Code for Reproduction
n=100
p=50
b=c(1,1,rep(0, p - 2))
X = matrix(rnorm(n * p), n, p)
y <- X %*% b + rnorm(n)
colnames(X) <- rep("", p)
md <- abess::abess(X, y) # it passes the test
predict(md, newx=X[1:10, ]) # Error in newx[, vn] : subscript out of bounds
A clear and concise description of what you expected to happen.
The colnames of X
need to be checked in the abess::abess function. If the colnames are duplicated, either a error should be raised or the matrix X
should be treated as the unamed matrix (colnames(X) == NULL
). Alternative choice is to check if the rownames set rownames(object[["beta"]])
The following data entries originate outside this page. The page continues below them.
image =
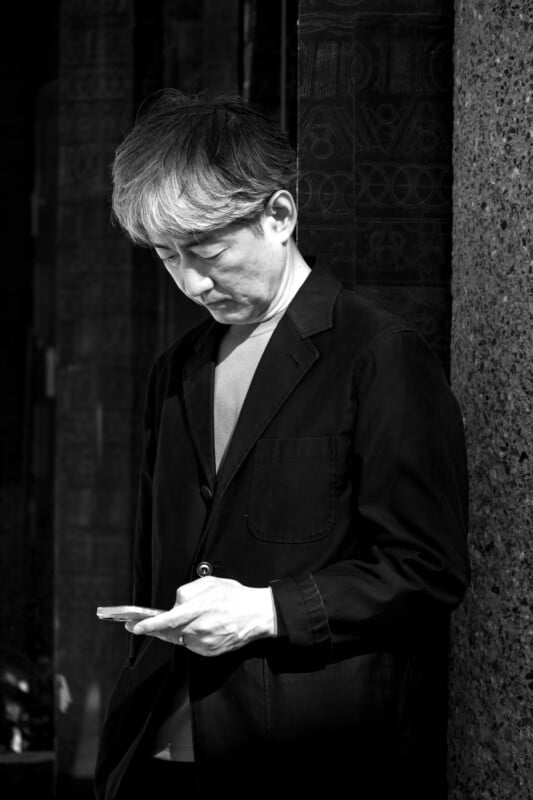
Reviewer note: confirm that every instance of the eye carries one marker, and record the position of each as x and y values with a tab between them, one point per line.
172	261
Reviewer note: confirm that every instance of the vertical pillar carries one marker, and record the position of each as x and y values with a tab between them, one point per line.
492	354
94	495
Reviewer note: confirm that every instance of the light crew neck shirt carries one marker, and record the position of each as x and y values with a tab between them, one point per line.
239	353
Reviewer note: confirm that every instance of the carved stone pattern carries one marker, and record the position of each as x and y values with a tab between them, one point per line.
374	146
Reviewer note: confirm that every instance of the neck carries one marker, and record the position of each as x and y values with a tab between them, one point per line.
295	273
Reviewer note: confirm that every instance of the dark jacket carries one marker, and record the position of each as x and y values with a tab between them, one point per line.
344	488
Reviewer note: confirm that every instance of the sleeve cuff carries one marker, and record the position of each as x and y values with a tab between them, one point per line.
300	611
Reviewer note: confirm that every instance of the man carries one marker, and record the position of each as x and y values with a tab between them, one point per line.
302	509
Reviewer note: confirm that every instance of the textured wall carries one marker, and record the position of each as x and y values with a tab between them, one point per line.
491	729
95	401
374	144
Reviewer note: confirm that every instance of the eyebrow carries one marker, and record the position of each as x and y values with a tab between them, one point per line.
201	240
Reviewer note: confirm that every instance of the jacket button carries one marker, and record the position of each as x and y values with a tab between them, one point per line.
206	492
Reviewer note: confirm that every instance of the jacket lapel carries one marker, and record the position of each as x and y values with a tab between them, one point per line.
286	360
198	383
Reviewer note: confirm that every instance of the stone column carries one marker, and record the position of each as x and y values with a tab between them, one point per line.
95	367
491	725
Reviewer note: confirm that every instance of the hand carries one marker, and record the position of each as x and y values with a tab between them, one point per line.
212	616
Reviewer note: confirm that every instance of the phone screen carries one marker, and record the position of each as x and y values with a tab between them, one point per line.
125	613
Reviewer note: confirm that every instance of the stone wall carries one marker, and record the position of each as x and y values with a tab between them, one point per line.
374	144
491	726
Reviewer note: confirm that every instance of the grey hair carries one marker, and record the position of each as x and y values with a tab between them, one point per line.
189	167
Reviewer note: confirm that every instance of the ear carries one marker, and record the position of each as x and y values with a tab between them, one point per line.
281	214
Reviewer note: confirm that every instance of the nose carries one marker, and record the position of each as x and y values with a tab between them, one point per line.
194	281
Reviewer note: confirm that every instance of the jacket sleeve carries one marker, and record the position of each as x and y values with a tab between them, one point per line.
410	510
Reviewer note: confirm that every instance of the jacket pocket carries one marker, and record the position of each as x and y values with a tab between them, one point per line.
292	490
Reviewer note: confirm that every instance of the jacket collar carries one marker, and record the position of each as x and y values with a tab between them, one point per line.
287	358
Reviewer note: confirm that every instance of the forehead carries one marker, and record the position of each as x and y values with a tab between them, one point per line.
226	235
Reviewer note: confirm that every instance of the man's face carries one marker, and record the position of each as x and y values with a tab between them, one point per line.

is a subset of the colnames of newx
which improves the line if (!is.null(colnames(newx)))
in the predict.abess
function.
Thanks for your valuable feedback, and I'm pleased to incorporate one of your suggestions into the program.
abess
prioritizes using column names rather than positions for identification so that duplicated names will cause confusion. We plan to add the following checks to avoid this situation:
if (length(unique(para$vn)) != length(para$vn)) {
stop("The colnames of x are duplicated!")
}
Once again, thank you for your assistance.